One strategy for developing AI products is to start with a full product that is only usable by the PhDs who built. Then, you develop it further so that an engineer straight out of undergrad can use it. Finally, you refine it to the point where a random person at a Fortune 500 company can use it.
Always assume that your end users have no idea what’s going on under the hood.
Another strategy for developing AI products is to have hardcore developers - not PhDs develop a pipeline of rule-based buckets. This is fragile, but each peace can be tested individually. Then you bring in PhDs who generalize each bucket with NLP and other machine learning techniques. This method allows you to ensure that your key use cases are always addressed before worrying about the AI.
Team Composition and Communication
A data scientist/research engineer + prototyping systems engineer is a formidable team. Together, they can stabalize “frontier layers. Meanwhile, the pure researchers are creating the frontier layers ~6-12 months ahead of the rest of the company.
ML pipelines can become so long that pieces farther down the pipeline are shaped around technical debt earlier in the pipeline. Beware!
PMs can be a critical bridge between customers and those building the AI product. Their (very hard) job is to transform fuzzy problems into concrete numbers.
How do you get metrics on fuzzy problems? Remember, people are terrible at coming up with number-based metrics, but are amazing at discriminating between two possibilies - Good/Bad, In/Out, A/B. If you can pose a problem in that way, you can get the metrics you need.
Certainty about undercertainty is a big and often ignored consideration. You would hope that when an AI system says it’s 99% certain its answer is correct, you would also be 99% certain its answer is correct. This is rarely the case and instead you have systems that are usually correct at 50% certainty and incorrect most of the time at 99%. One possible step towards addressing this is Yarin Gal’s Baysean Model.
Failing intelligently is another huge piece that people often gloss over. Failing intelligently is what you expect a real person to do - “I’m sorry, I don’t know about that - I think it might be like this other thing I do know, or I can refer you to someone who does.” That example contrasts to many systems who’s failure modes look like “Siri, what is the definition of failure” “Ok. Calling your mother!”

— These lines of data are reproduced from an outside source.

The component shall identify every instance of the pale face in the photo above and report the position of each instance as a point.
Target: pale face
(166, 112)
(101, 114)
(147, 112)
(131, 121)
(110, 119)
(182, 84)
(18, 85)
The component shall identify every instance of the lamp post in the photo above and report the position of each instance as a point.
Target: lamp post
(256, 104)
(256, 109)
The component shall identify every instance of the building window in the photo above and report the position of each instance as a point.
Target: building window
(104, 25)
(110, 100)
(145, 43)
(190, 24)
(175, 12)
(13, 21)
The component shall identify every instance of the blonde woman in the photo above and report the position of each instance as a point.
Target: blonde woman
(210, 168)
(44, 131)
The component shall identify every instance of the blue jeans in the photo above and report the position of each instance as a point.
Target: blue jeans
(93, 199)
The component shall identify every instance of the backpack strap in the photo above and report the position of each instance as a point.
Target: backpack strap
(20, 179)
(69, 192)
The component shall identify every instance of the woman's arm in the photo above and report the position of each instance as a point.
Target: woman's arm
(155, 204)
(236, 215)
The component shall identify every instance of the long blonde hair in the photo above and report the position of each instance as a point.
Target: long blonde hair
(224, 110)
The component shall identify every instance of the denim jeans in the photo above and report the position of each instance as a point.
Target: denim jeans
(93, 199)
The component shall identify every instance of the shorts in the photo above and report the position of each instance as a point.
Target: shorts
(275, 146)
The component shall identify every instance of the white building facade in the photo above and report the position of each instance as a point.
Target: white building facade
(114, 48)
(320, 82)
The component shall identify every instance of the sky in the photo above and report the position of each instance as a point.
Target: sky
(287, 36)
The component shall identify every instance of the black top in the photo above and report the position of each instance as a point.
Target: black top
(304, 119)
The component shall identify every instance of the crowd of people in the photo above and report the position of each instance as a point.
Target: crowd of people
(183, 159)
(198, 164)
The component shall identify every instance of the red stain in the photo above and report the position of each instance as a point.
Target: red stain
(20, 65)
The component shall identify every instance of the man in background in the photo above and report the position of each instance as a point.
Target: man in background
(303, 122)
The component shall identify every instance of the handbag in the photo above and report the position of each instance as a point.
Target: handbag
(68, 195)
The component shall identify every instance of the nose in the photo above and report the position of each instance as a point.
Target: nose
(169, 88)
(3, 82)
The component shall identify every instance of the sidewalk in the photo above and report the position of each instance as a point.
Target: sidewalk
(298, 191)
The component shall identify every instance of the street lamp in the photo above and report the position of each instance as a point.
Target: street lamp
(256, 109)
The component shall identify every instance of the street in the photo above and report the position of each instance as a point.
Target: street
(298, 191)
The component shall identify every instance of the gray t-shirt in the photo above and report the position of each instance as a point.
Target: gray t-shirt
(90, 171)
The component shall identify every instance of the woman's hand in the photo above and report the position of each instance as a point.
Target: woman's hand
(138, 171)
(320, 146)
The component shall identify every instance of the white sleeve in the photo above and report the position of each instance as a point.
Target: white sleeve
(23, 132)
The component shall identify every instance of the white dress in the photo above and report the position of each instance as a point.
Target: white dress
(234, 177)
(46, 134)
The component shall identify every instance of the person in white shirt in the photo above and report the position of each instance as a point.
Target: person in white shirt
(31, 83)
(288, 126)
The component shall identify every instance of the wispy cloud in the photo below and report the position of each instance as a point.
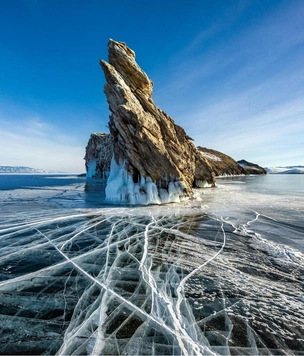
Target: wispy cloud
(244, 96)
(36, 143)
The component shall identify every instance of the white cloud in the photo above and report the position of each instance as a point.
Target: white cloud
(38, 144)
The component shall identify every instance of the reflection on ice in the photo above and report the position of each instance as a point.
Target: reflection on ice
(183, 279)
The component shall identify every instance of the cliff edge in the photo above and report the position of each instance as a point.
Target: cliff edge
(154, 160)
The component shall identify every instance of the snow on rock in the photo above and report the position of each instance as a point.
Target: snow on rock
(146, 139)
(123, 188)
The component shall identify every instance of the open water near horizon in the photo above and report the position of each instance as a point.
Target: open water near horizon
(221, 273)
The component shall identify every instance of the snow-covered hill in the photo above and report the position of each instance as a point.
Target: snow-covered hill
(21, 169)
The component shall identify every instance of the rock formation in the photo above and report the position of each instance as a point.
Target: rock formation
(222, 164)
(251, 168)
(154, 160)
(99, 152)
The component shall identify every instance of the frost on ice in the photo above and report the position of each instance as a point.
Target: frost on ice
(121, 188)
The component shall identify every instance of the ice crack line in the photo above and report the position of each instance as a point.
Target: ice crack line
(187, 344)
(106, 288)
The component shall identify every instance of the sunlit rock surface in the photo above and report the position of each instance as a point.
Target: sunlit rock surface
(147, 144)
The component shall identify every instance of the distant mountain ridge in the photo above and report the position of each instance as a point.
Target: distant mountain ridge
(285, 170)
(22, 169)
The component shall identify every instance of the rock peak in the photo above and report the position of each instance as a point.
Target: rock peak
(147, 143)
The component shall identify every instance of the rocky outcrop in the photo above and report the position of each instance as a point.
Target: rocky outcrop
(222, 164)
(99, 152)
(154, 159)
(251, 168)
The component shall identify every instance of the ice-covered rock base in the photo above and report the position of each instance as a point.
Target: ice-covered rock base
(122, 189)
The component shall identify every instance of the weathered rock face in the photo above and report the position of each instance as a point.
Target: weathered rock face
(221, 163)
(99, 152)
(251, 168)
(147, 144)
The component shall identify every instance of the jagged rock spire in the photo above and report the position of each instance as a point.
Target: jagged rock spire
(144, 137)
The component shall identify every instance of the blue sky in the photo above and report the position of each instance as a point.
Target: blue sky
(230, 72)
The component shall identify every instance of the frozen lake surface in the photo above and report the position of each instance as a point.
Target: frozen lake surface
(221, 273)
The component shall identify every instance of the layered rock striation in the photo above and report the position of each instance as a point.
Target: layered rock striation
(153, 158)
(222, 164)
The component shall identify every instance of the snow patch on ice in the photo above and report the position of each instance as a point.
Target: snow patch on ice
(210, 156)
(91, 171)
(202, 184)
(121, 188)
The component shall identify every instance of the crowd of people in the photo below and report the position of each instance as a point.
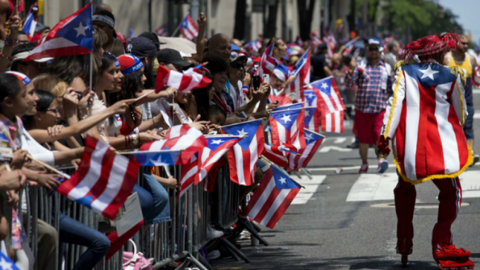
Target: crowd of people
(49, 105)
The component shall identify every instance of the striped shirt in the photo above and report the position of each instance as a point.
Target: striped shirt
(370, 97)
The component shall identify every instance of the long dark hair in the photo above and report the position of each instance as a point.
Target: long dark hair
(201, 98)
(10, 86)
(130, 85)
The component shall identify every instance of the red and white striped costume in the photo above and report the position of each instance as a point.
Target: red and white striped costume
(424, 119)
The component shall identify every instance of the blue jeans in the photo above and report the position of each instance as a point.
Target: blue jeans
(77, 233)
(160, 210)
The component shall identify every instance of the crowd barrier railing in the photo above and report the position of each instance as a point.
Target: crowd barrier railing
(167, 243)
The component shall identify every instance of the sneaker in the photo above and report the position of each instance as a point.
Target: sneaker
(214, 254)
(212, 233)
(476, 158)
(353, 145)
(382, 166)
(364, 168)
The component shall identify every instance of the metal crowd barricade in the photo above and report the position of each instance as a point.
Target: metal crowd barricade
(167, 243)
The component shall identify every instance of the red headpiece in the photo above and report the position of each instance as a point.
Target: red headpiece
(427, 47)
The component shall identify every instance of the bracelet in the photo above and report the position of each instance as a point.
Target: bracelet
(10, 42)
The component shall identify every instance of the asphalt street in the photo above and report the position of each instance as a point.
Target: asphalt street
(347, 221)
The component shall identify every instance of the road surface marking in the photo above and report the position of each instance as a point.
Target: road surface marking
(310, 188)
(373, 187)
(326, 149)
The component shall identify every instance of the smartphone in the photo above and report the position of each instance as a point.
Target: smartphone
(243, 115)
(256, 82)
(266, 78)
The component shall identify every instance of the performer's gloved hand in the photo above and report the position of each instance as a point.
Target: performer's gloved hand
(383, 148)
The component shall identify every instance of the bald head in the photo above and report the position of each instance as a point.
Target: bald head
(103, 7)
(219, 45)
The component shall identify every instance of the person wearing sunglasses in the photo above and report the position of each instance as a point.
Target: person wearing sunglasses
(462, 59)
(374, 80)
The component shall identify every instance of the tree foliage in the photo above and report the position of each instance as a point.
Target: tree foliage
(424, 17)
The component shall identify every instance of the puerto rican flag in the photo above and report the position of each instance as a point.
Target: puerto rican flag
(287, 127)
(312, 100)
(183, 138)
(330, 97)
(315, 40)
(179, 81)
(299, 41)
(267, 62)
(313, 140)
(279, 154)
(332, 122)
(254, 45)
(302, 80)
(272, 198)
(293, 106)
(311, 122)
(218, 145)
(31, 21)
(189, 28)
(71, 36)
(424, 119)
(244, 155)
(349, 46)
(103, 180)
(162, 31)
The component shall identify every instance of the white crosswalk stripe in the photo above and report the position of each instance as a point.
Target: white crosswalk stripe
(310, 188)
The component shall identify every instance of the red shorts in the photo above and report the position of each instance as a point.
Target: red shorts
(368, 126)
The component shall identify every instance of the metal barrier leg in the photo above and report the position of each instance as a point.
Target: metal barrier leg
(247, 225)
(235, 250)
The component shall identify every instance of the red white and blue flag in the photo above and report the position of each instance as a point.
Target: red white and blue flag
(315, 40)
(218, 145)
(254, 45)
(312, 99)
(349, 46)
(330, 97)
(302, 79)
(103, 180)
(189, 28)
(181, 82)
(183, 138)
(31, 21)
(244, 155)
(332, 122)
(267, 62)
(287, 127)
(272, 198)
(71, 36)
(299, 41)
(313, 140)
(162, 31)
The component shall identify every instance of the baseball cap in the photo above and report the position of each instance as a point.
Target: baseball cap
(22, 51)
(106, 17)
(153, 37)
(281, 72)
(129, 63)
(374, 41)
(238, 57)
(141, 47)
(171, 56)
(22, 77)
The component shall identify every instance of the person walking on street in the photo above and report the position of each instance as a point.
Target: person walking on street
(374, 85)
(424, 120)
(462, 59)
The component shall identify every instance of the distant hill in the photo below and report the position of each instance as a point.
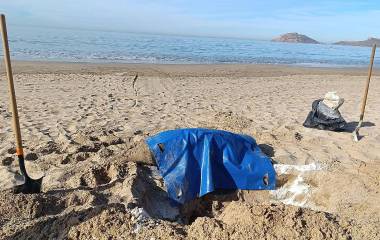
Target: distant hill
(366, 43)
(294, 38)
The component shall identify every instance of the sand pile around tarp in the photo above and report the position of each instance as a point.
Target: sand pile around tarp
(136, 206)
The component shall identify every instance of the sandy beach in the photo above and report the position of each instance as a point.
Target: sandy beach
(82, 125)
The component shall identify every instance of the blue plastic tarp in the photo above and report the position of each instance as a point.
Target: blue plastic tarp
(194, 162)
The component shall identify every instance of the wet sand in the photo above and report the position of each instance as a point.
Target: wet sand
(83, 125)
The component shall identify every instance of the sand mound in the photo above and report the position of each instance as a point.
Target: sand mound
(243, 221)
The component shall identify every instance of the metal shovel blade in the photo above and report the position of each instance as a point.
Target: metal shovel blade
(355, 133)
(30, 185)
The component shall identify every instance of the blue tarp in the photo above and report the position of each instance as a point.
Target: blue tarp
(194, 162)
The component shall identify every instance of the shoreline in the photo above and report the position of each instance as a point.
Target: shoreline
(186, 70)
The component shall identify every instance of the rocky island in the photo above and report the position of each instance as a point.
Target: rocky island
(294, 38)
(366, 43)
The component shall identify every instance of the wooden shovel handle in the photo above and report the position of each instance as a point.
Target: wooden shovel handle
(364, 101)
(7, 59)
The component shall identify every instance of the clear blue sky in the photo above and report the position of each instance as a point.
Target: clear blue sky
(324, 20)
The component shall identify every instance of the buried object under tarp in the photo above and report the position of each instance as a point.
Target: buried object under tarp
(194, 162)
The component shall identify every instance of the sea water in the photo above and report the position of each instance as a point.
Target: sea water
(36, 43)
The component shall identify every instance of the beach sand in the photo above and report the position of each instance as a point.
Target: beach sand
(83, 125)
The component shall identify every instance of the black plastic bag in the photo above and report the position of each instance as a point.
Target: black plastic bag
(324, 118)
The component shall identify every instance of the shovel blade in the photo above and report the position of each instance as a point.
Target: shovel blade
(355, 133)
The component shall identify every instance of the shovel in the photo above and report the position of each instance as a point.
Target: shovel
(355, 133)
(30, 185)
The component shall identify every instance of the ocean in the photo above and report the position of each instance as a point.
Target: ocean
(34, 43)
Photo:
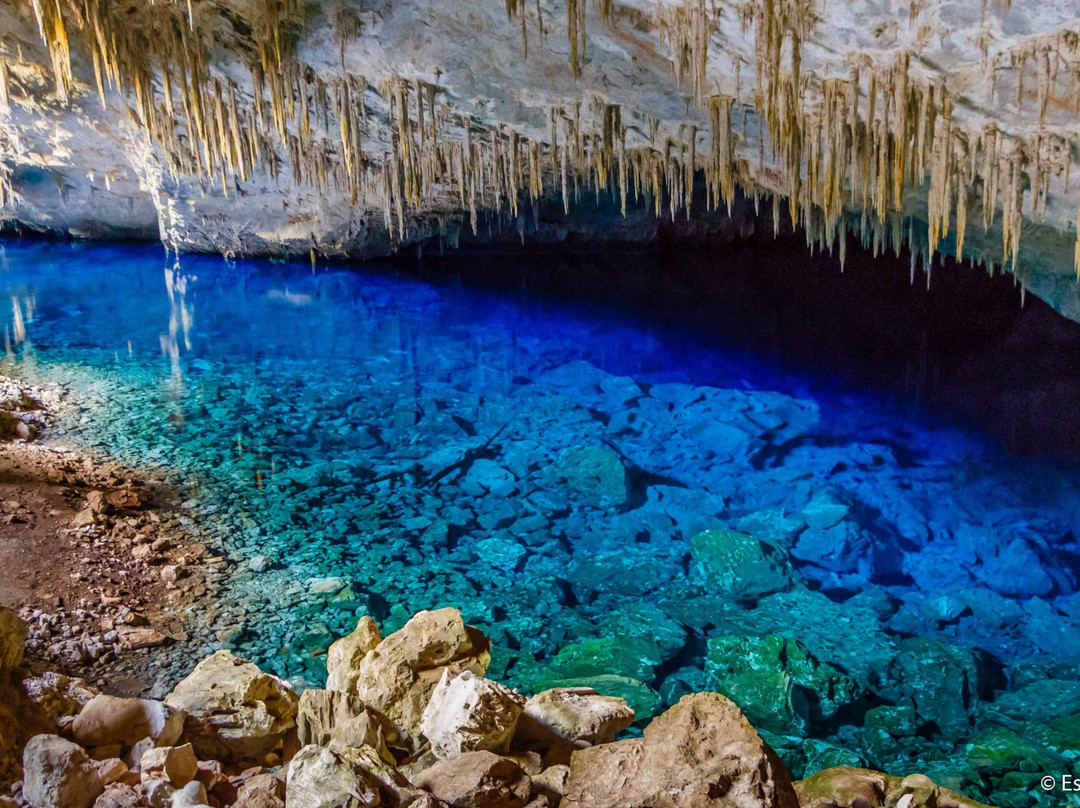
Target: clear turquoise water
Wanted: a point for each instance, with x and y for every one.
(544, 467)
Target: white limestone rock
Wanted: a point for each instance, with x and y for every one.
(468, 713)
(106, 719)
(57, 773)
(397, 677)
(176, 765)
(578, 716)
(346, 655)
(319, 778)
(235, 713)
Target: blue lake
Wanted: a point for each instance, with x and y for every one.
(615, 500)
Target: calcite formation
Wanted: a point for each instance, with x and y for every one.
(356, 126)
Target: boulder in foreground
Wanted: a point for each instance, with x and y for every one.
(234, 712)
(702, 753)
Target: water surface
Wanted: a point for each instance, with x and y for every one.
(908, 598)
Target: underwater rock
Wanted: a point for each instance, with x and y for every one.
(778, 682)
(571, 716)
(890, 730)
(234, 712)
(107, 719)
(1016, 570)
(332, 717)
(468, 713)
(740, 565)
(844, 786)
(478, 780)
(634, 657)
(399, 676)
(57, 773)
(346, 654)
(666, 767)
(594, 473)
(940, 682)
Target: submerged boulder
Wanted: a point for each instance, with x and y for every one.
(346, 655)
(235, 713)
(940, 682)
(400, 674)
(740, 565)
(780, 685)
(700, 753)
(595, 473)
(844, 786)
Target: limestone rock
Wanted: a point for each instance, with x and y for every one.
(234, 712)
(347, 652)
(740, 565)
(107, 719)
(468, 713)
(396, 678)
(700, 753)
(121, 795)
(940, 681)
(477, 780)
(57, 696)
(552, 782)
(162, 794)
(261, 791)
(57, 773)
(319, 778)
(335, 718)
(780, 685)
(593, 472)
(639, 697)
(844, 786)
(12, 640)
(576, 716)
(178, 765)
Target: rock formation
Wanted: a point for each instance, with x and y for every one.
(471, 750)
(354, 128)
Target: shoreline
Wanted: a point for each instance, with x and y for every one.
(98, 559)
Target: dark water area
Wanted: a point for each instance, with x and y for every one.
(847, 501)
(964, 345)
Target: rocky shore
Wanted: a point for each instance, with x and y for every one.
(97, 560)
(406, 719)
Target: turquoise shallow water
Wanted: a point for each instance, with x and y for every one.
(612, 500)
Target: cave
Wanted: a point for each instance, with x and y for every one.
(554, 404)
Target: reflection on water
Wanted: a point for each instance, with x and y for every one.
(615, 501)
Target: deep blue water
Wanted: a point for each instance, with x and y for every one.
(545, 466)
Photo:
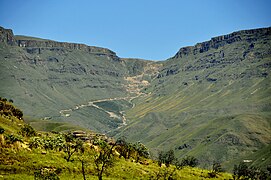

A brilliant and extreme strategy to building intelligently failing system is to start with a system that literally doesn’t work but still provokes positive reaction. From there, everything that does work is all upside.
Some open questions:
- Where does design iteration sit in the pipeline? It’s easy to set metrics for tasks with clear success (getting the right answer, destroying weeds) but for anything else they will need to evolve over time.
- What are amazing ways to fail intelligently? There might be rich material here.